一个关于使用 Apache Lucene 进行全文搜索的简单教程。

下载演示项目 - 8.5 KB

引言

这是我今年写的第四篇教程。关于这个教程，我打算深入研究我最喜欢的主题之一——全文搜索引擎。人们常用的一个是 Apache Lucene。我之前用过它，并且写过一篇关于它和 Hibernate 的教程。这次，我想在不与其他技术混合的情况下探索它。我将有一个简单的 Java 控制台应用程序，它将执行三个不同的功能

索引一些文档
全文搜索以查找目标文档
按唯一标识符获取文档

该程序还执行其他一些杂项功能，例如从索引中删除所有文档，或仅从索引中删除某些文档。

该程序将使用文件目录作为索引存储库。其中使用的 Apache Lucene 版本是 8.2.0。我们只需要 lucene-core 库就可以让这一切正常工作。

背景

使用 Lucene 似乎很复杂。但与关系数据库相比，它相当简单。让我解释一些术语。首先，有索引的概念。索引就像一个数据库。它可以存储大量文档。文档就像一个表。正如我们都知道的，一个表可以有一个或多个列。一个文档可以有一个或多个字段。这些字段就像关系数据库的表中的列。

因此，添加文档就像向表中添加一行。然后，在索引中查找文档就像查询表以查找与查询条件匹配的数据行一样。正如我们都知道的，当查询关系数据库中的表时，是针对列指定查询条件。在索引中查找文档可以通过相同的方式完成，即通过针对文档字段指定搜索词。

对于这个示例应用程序，我将使用文件系统来存储文档索引。将文档添加到索引后，您会看到目录看起来像这样

screenshot 1

让我们从索引文档的方式开始。

索引文档

为了执行全文搜索操作，您需要做的第一件事就是将一些文档添加到索引中。Apache Lucene 库提供了两种对象类型，一种称为 Document；另一种称为 IndexableField。一个 document 包含多个可索引字段。一旦创建了带有多个可索引字段的 document，就可以将其添加到全文搜索索引中。IndexableField 是一个抽象类型，它的子类型包括 TextField、StringField、IntPoint、FloatPoint、IntRange、FloatRange 以及许多其他字段类型。在本教程中，我只使用 TextField 和 StringField。

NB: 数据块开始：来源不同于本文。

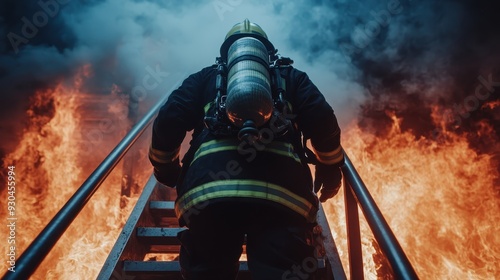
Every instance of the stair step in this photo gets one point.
(163, 213)
(162, 208)
(158, 235)
(165, 270)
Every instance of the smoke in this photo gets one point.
(410, 56)
(367, 57)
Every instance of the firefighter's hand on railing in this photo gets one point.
(329, 179)
(168, 173)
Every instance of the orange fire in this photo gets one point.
(51, 161)
(438, 196)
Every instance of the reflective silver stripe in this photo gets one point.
(331, 157)
(163, 156)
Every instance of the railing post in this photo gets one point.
(31, 258)
(353, 234)
(388, 243)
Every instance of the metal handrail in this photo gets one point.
(384, 236)
(31, 258)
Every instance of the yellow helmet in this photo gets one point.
(244, 29)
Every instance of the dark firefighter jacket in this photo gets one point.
(224, 168)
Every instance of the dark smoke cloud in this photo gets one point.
(423, 53)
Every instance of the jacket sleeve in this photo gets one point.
(181, 113)
(317, 121)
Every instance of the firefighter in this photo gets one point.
(245, 177)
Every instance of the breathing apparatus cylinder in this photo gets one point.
(249, 102)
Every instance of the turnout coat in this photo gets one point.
(273, 171)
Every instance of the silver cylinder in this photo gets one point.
(248, 83)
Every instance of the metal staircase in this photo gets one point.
(152, 229)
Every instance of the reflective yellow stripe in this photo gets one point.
(214, 146)
(245, 189)
(207, 106)
(332, 157)
(163, 156)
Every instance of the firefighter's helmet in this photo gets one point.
(244, 29)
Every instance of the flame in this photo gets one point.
(438, 196)
(51, 161)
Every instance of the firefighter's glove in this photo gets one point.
(328, 178)
(168, 173)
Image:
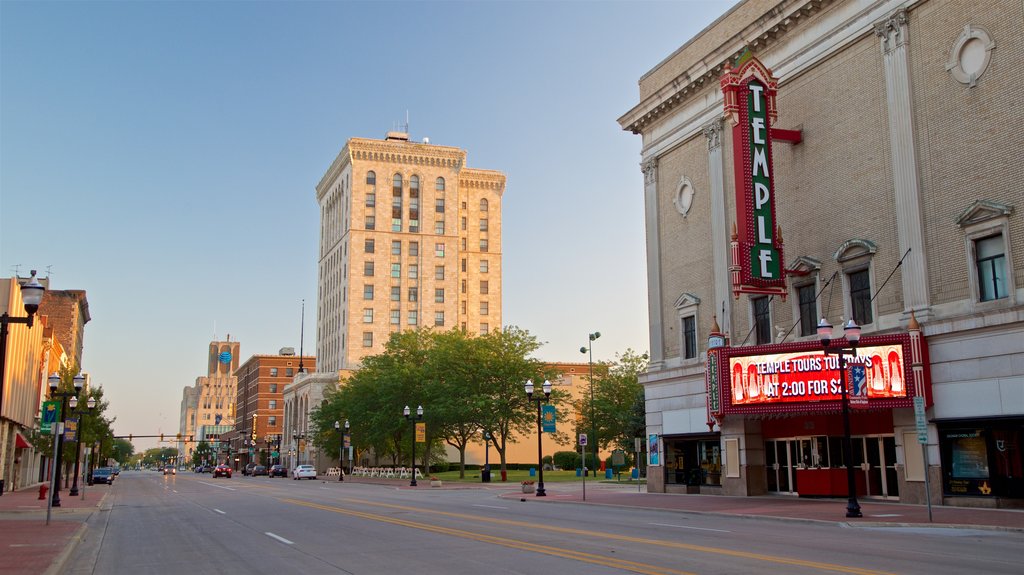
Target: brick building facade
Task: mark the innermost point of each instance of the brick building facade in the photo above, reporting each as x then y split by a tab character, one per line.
900	197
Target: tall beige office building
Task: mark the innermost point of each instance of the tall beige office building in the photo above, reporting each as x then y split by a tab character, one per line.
208	407
410	237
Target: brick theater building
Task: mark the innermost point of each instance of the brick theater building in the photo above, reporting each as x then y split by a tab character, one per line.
839	160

之所以存在如此多的字段类型，是因为不同类型的数值可以被以不同的方式分析，并且可以作为单个文档添加到同一个可搜索索引中。TextField 和 StringField 之间的区别在于，TextField 的任何值都将被分解成单词（标记）。对于英语，一个句子是由用空格和标点符号分隔的单词组成的。如果一个句子存储在文本字段中，所有单词都会被提取出来，每个单词都是一个可搜索的标记。Lucene 会将此文档与所有这些单词关联起来。如果句子存储在 StringField 中，那么整个句子将被视为一个标记。而数值字段中的数值将被视为数值，可以使用等于、大于、小于或其他基于范围的比较来查询这些字段并用于定位文档。

让我们看看如何创建一个可索引的文档。这是代码

   public Document createIndexDocument(IndexableDocument docToAdd)
   {
      Document retVal = new Document();
      
      IndexableField docIdField = new StringField("DOCID",
         docToAdd.getDocumentId(),
         Field.Store.YES);
      IndexableField titleField = new TextField("TITLE",
         docToAdd.getTitle(),
         Field.Store.YES);
      IndexableField contentField = new TextField("CONTENT",
         docToAdd.getContent(),
         Field.Store.NO);
      IndexableField keywordsField = new TextField("KEYWORDS",
         docToAdd.getKeywords(),
         Field.Store.YES);
      IndexableField categoryField = new StringField("CATEGORY",
         docToAdd.getCategory(),
         Field.Store.YES);
      IndexableField authorNameField = new TextField("AUTHOR",
         docToAdd.getAuthorName(),
         Field.Store.YES);
      long createTime = docToAdd.getDocumentDate().getTime();
      IndexableField documentTimeField = new StoredField("DOCTIME", createTime);
      IndexableField emailField = new StringField("AUTHOREMAIL",
         docToAdd.getAuthorEmail(),
         Field.Store.YES);
      
      retVal.add(docIdField);
      retVal.add(titleField);
      retVal.add(contentField);
      retVal.add(keywordsField);
      retVal.add(categoryField);
      retVal.add(authorNameField);
      retVal.add(documentTimeField);
      retVal.add(emailField);
      
      return retVal;
   }

上面的代码片段不难理解。它创建了一个 Document 对象。然后创建了多个 IndexableFields 对象。所有这些字段对象都被添加到 Document 对象中。然后，该方法返回 Document 对象。此方法可以在文件 "FileBasedDocumentIndexer.java" 中找到。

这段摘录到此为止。